Updated: Aug 28, 2019
The following is a guest blog post as part of our series on Faith & Hunger by Bob Richardson, Assitant Pastor at Mount Tabor United Methodist Church in Winston-Salem, North Carolina. Second Harvest’s Faith & Hunger series is looking at how we as a community should address hunger from a variety of faith perspectives.
Hello. My name is Bob Richardson, and while I feel at first compelled to introduce myself as the husband of Susan, SHFB’s Major Gifts Officer, I am also the Assistant Pastor of Mount Tabor United Methodist Church in Winston-Salem, North Carolina. It is from that vocational perspective that I share some feelings about the faith community’s responsibility in confronting hunger and poverty that besets far too many of its neighbors.
And we are neighbors! Arguably the most well-known parables or stories told by Jesus, whom Holy Scripture calls “The author and finisher of our faith”, is the tale of the Good Samaritan, where a Jewish traveler, whom some would view as an outcast, is beaten and left for dead along a roadside between Jerusalem and Jericho. Disregarded by first a priest and then a Levite, the victim is paid attention by one who would have otherwise been considered adversarial by the Jew.
The Samaritan binds up the wounds of the Jew, and tends to him, carrying him to an inn where he provides for him by enlisting the aid of the innkeeper, whom he pays and further assures that whatever is needed to secure the well-being of the traveler will be accounted for. He promises to take care of his tab in other words, and it’s not a leap of faith to assume that feeding him is on the agenda. Jesus concludes the story by declaring that in his mercy the Samaritan established his role as neighbor.
Another of scripture’s more popular asides tells the story of the feeding of 5000 plus who had come to hear Jesus preach. At the end of his sermon his disciples are concerned that the crowd is lingering and urge the Lord to send them away so they can secure lodging and food at the end of a long day. Instead, Jesus says to the disciples, “You feed them”. He’s told that provisions are scarce, just five loaves of bread and two fish. But what man sees as insufficient is more than enough in the Master’s hands.
The Bible is rich with many more teachings related to hunger. When God’s people are fed they find their way home, from Nehemiah 9:15. When God’s people are fed their weariness is eased, from Isaiah 49:10. When God’s people are fed God’s righteousness is instilled in them, from Matthew 5:6. When God’s people are fed, every malady, spiritual or physical, is overcome, from Luke 6:21. Finally, of the many promises of eternity is this: there shall be no more hunger, from Revelation 7:16.
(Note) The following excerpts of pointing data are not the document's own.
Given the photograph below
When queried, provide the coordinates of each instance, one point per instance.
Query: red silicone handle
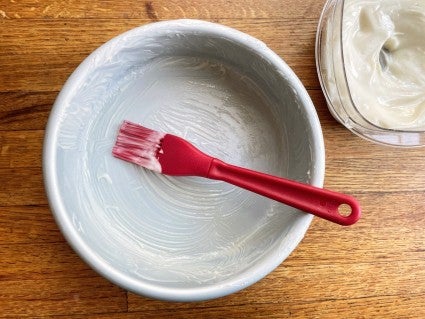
(317, 201)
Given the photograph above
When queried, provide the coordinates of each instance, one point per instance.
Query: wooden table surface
(375, 269)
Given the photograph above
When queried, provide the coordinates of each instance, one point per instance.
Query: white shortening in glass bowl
(370, 59)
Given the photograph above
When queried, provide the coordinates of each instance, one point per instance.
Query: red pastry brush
(171, 155)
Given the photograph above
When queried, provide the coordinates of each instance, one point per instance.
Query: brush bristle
(138, 145)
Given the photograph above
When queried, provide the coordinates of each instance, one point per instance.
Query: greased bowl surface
(186, 238)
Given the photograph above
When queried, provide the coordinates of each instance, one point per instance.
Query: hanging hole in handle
(344, 210)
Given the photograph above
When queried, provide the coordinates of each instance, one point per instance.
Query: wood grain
(375, 269)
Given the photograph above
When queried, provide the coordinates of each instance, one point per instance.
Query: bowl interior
(155, 234)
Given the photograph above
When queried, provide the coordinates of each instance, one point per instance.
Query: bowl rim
(59, 210)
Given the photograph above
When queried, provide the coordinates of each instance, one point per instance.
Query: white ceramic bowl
(186, 238)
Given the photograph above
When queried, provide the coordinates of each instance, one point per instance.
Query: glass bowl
(334, 82)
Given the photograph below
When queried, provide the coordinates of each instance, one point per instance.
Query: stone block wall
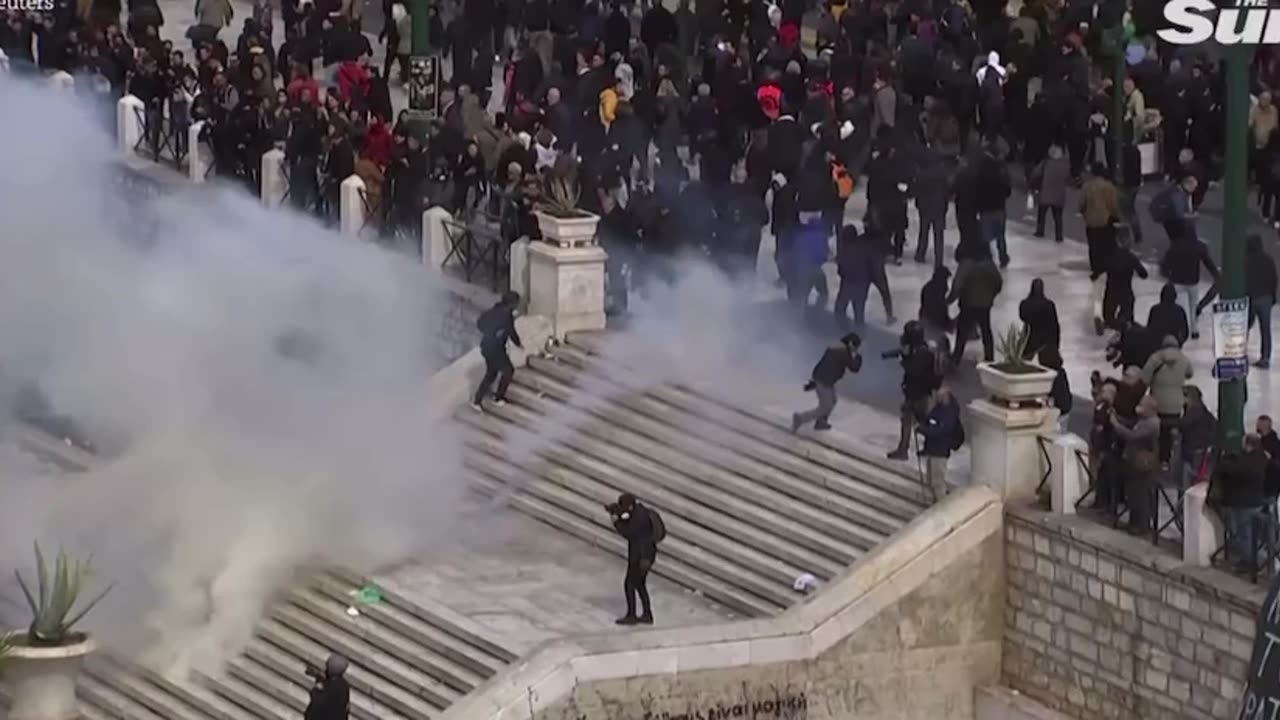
(918, 659)
(1100, 624)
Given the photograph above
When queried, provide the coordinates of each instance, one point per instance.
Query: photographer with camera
(920, 378)
(330, 695)
(643, 529)
(835, 361)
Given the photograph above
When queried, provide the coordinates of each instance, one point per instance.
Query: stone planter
(1015, 390)
(567, 232)
(41, 680)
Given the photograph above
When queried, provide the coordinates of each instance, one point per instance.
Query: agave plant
(58, 593)
(1011, 346)
(561, 196)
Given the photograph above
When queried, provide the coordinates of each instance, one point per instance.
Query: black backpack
(659, 527)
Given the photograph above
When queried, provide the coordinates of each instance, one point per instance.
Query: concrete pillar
(274, 183)
(435, 244)
(1068, 479)
(1005, 449)
(200, 155)
(567, 286)
(128, 123)
(520, 267)
(1202, 528)
(351, 208)
(62, 81)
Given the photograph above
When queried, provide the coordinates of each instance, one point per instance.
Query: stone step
(896, 492)
(371, 696)
(429, 625)
(243, 695)
(110, 702)
(632, 446)
(373, 650)
(673, 569)
(752, 419)
(743, 580)
(703, 525)
(850, 514)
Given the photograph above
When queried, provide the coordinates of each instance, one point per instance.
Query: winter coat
(940, 428)
(977, 283)
(1165, 373)
(1055, 177)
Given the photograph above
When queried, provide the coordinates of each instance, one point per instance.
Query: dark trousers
(935, 224)
(498, 367)
(1041, 212)
(635, 584)
(1139, 490)
(970, 319)
(1116, 306)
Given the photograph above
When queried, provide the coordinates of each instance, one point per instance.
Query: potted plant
(1014, 381)
(560, 219)
(42, 664)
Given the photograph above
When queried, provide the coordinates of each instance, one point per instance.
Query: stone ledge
(888, 573)
(1235, 592)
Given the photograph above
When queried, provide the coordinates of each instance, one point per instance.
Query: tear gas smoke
(260, 383)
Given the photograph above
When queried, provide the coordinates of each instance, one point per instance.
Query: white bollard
(1068, 479)
(520, 267)
(435, 244)
(128, 123)
(200, 155)
(351, 209)
(274, 183)
(62, 81)
(1202, 528)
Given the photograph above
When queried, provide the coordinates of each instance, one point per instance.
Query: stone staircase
(407, 661)
(748, 505)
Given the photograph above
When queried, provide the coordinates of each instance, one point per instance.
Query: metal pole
(419, 13)
(1235, 188)
(1118, 104)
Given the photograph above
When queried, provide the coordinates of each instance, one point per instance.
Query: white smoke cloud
(259, 383)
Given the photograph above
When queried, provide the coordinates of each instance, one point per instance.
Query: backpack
(1162, 205)
(991, 91)
(844, 181)
(659, 527)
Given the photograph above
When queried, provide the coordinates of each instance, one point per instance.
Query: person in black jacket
(1260, 285)
(1118, 297)
(1168, 318)
(941, 431)
(919, 379)
(1040, 313)
(634, 522)
(330, 695)
(840, 358)
(497, 326)
(1238, 488)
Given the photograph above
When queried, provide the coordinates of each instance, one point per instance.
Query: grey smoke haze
(259, 379)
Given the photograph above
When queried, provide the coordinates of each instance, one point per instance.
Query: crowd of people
(698, 130)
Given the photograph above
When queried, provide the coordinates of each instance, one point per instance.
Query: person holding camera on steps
(920, 377)
(643, 529)
(497, 326)
(841, 356)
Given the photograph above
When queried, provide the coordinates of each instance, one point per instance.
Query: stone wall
(909, 632)
(1100, 624)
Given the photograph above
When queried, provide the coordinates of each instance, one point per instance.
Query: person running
(497, 327)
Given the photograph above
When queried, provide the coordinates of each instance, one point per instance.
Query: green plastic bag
(369, 593)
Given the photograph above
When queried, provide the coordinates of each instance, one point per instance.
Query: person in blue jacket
(942, 434)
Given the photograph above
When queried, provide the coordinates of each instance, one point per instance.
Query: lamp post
(1235, 188)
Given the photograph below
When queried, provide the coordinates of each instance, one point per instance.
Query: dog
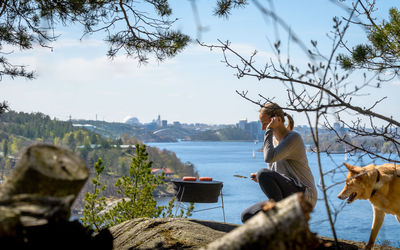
(380, 184)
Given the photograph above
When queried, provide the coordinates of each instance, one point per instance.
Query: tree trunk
(46, 170)
(281, 225)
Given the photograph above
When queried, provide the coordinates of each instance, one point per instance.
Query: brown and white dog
(378, 184)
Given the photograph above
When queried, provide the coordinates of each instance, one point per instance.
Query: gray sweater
(289, 159)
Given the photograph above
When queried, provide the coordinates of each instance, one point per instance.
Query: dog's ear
(352, 168)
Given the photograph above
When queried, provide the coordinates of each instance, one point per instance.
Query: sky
(76, 79)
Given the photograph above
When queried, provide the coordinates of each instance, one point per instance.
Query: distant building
(158, 171)
(242, 124)
(252, 128)
(132, 121)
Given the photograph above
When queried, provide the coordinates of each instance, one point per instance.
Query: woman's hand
(274, 123)
(253, 176)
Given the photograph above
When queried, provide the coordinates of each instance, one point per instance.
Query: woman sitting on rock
(288, 171)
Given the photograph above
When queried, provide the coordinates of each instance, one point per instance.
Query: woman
(288, 170)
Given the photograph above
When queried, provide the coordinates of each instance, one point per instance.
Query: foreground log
(36, 199)
(46, 170)
(281, 225)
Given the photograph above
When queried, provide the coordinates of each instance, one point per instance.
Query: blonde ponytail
(290, 124)
(273, 109)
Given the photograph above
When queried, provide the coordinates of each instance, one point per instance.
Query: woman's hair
(273, 109)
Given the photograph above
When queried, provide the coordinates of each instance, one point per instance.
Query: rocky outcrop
(167, 233)
(35, 203)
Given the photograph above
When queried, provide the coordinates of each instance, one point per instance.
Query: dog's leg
(379, 216)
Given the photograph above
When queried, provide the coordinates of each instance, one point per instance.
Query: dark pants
(275, 186)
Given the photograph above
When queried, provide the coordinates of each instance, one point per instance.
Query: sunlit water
(223, 160)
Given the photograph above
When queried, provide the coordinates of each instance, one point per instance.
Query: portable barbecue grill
(198, 192)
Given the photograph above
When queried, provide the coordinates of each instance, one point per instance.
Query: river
(223, 160)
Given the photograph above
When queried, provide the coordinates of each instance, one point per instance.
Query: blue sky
(77, 79)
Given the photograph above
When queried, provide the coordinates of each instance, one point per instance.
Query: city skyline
(75, 79)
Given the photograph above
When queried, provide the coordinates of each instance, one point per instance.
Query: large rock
(167, 233)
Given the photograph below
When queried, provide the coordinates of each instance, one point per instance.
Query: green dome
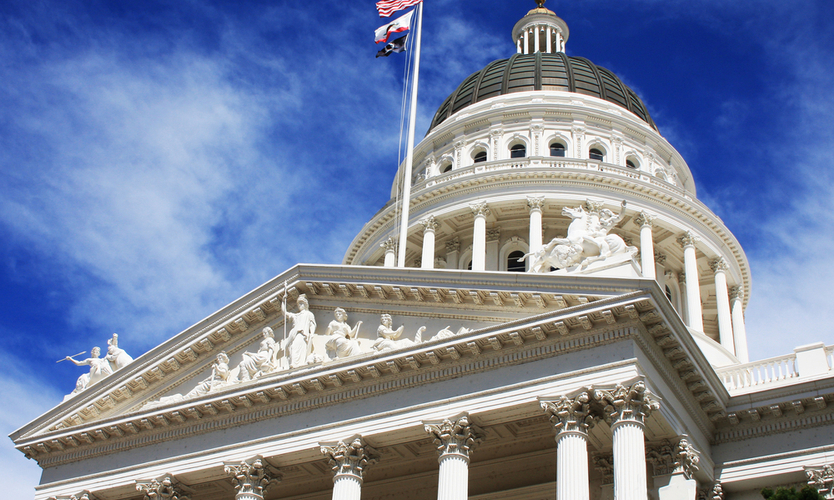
(541, 71)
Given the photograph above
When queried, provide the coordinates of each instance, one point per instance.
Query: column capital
(687, 239)
(570, 414)
(535, 203)
(351, 458)
(659, 257)
(719, 265)
(429, 223)
(455, 436)
(643, 219)
(494, 234)
(389, 245)
(251, 477)
(480, 208)
(166, 487)
(627, 403)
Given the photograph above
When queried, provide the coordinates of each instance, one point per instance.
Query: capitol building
(569, 324)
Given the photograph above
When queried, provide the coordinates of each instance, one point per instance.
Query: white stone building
(613, 376)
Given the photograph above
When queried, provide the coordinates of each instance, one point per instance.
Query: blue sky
(159, 159)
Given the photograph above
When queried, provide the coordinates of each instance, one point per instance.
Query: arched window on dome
(518, 151)
(513, 265)
(596, 153)
(557, 149)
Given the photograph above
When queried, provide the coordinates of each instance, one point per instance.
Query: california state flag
(388, 7)
(397, 25)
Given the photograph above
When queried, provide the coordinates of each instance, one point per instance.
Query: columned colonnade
(625, 408)
(732, 333)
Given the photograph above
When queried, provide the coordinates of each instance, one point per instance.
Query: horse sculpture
(587, 240)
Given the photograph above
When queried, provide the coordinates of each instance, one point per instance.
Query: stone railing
(758, 373)
(567, 164)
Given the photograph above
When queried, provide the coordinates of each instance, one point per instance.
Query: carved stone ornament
(479, 209)
(456, 436)
(163, 488)
(535, 203)
(389, 245)
(687, 239)
(252, 477)
(633, 403)
(84, 495)
(429, 223)
(571, 414)
(821, 478)
(644, 219)
(351, 458)
(719, 264)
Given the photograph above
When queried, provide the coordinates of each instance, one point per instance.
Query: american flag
(388, 7)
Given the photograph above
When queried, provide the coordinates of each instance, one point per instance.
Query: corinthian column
(626, 409)
(645, 220)
(251, 478)
(480, 210)
(571, 418)
(739, 330)
(693, 287)
(348, 462)
(429, 226)
(390, 252)
(455, 438)
(535, 204)
(725, 322)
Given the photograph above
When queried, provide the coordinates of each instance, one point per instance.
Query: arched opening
(518, 151)
(513, 265)
(557, 149)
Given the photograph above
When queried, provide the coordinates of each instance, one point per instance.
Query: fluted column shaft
(535, 206)
(693, 286)
(390, 252)
(429, 225)
(572, 481)
(722, 297)
(455, 438)
(480, 211)
(645, 220)
(349, 459)
(739, 330)
(630, 481)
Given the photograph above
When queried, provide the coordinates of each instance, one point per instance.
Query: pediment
(485, 318)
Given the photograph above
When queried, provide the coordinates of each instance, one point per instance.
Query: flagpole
(409, 159)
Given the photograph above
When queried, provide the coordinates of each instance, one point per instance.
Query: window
(557, 149)
(513, 265)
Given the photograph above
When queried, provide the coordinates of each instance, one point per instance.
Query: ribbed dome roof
(541, 71)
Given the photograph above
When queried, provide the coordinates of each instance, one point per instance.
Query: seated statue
(341, 338)
(255, 364)
(388, 339)
(99, 368)
(219, 377)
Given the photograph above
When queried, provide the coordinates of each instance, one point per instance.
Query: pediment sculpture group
(296, 350)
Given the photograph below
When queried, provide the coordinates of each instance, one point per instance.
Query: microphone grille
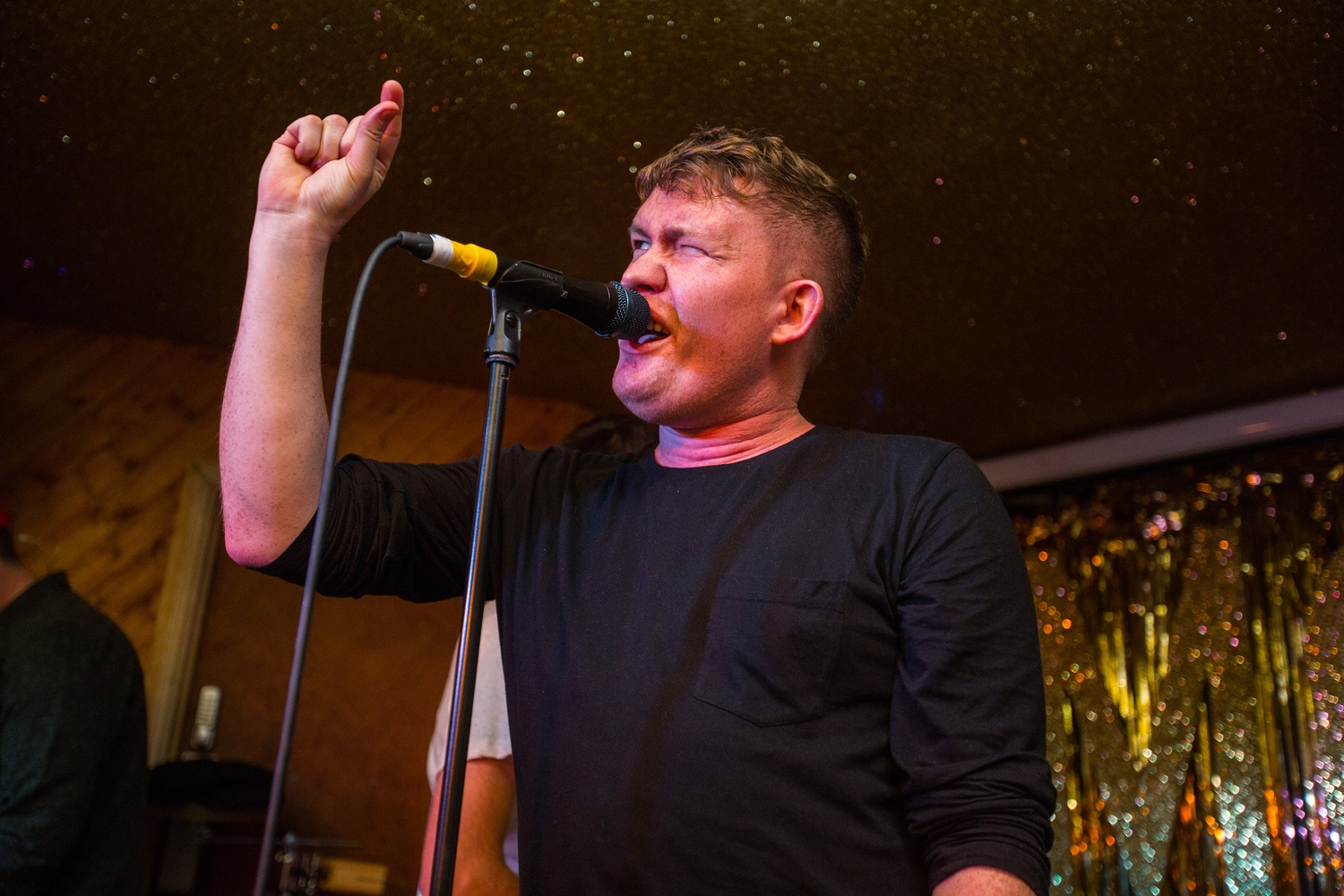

Mount Tabor has a keen awareness of the scourge of hunger in her neighborhood, and truly serves as the hands and feet of Christ in service, both financial and “boots on the ground”, to agencies like Crisis Control Ministries, Samaritan Ministries, The Bethesda Center for the Homeless, and last but certainly not least, the Second Harvest Food Bank. It’s more than honor; it’s the sacred obligation to which God calls his people as one essential way to stand in the gap for their neighbor.
The church has a community meal every Wednesday night called Tabor Table. Several weeks ago a young man named Taj had come by, unshaven, unkempt, uncertain. We talked for a while, and then our church hostess Sheri happened by. Sheri cooks; cooking is Sheri’s ministry. She said hello to Taj, smiled at Taj, and then told Taj, “Come and get something to eat”. It was just grilled cheese and tomato soup that night, but the look in his eyes let me know that for Taj it was the Lord’s Supper.
There was no preaching that night for Taj. There was no proselytizing for Taj, no admonition or judgement about the need to get his life right. There was no call to read his Bible or say his prayers.
I may be the pastor at Mount Tabor, but that night Sheri did the ministering to Taj. She saw to it that he was fed, and in doing so she let him know, beyond the shadow of a doubt, that he was not alone, and that he was loved by God and loved by God’s people.
I’m not stopping the presses when I declare that we are a world disengaged from one another, disenfranchised from one another, disassociated from one another. Division is too often the norm instead of the aberration. There’s too much conflict and not nearly enough community. Jesus Christ, whom I claim as King, does not want it that way, and he calls on us to change it. Maybe, just maybe, that begins with a meal for my neighbor, whoever they may be.